Answer 1:
Non-polymorphic classes have completely no representatives in runtime at all. The only things that may exist are objects and methods, which are seen as functions. The class only instructs the compiler to access parts of the object and resolve method calls the way as defined. Once resolved directly, everything is hard-coded in the runtime code. The private
qualifier doesn't change anything here.
The A class (that has no fields) derived by B does not "add size" to the object of class B, should that be your question. This is always true if A class has no fields, but sizeof(A) will be always 1 at least. Although there's also no such rule that the size of B must be a sum of sizes of all fields and base classes.
Answer 2
This adds size to the B class. The standard doesn't precise what way. In typical implementations it will always extend the size of the B class by a size of one pointer, plus any possible size of class A.
Typically virtual inheritance is implemented with the use of "pointer to itself". That is, the subobject of derived class (A) is physically part of the overall object, but it's never accessed directly, but through a pointer in the overall object.
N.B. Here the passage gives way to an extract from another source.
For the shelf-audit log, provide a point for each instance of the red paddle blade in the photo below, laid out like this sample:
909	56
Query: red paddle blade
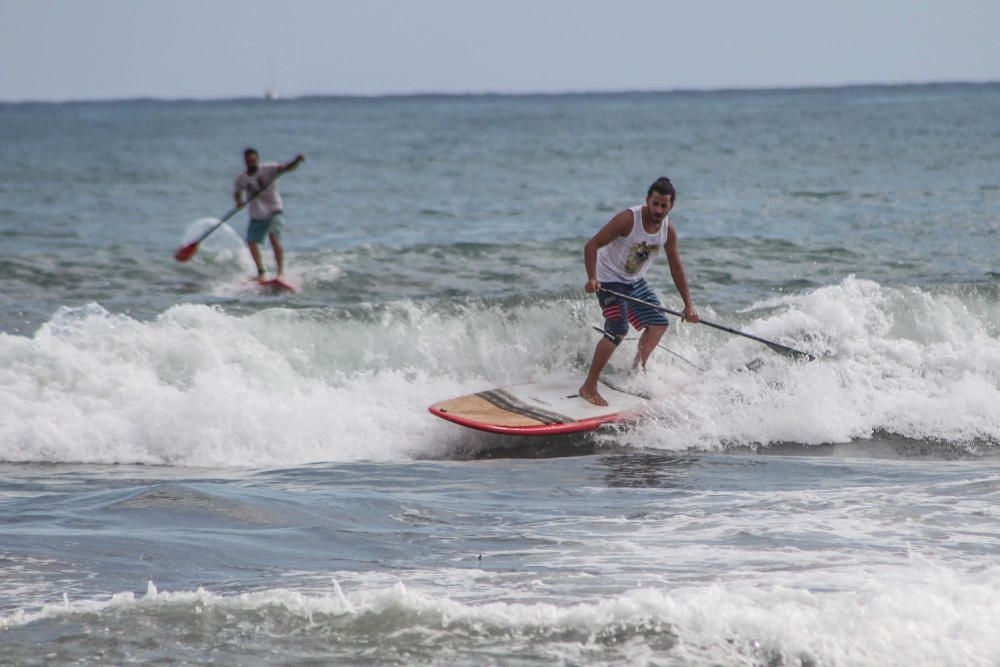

This is more-less the situation when you have fieldless A and B with fields of total size 4:
Physical inheritance:
B: [A: 0] [B extension: 4]
Virtual inheritance:
B: [A virtual: <pointer size>] [B extension: 4] [A shared subobject: 1]
The order of these things may differ between implementations, although it's part of the ABI definition, not compiler's private rule (that is, all compilers on one platform must use the same rules).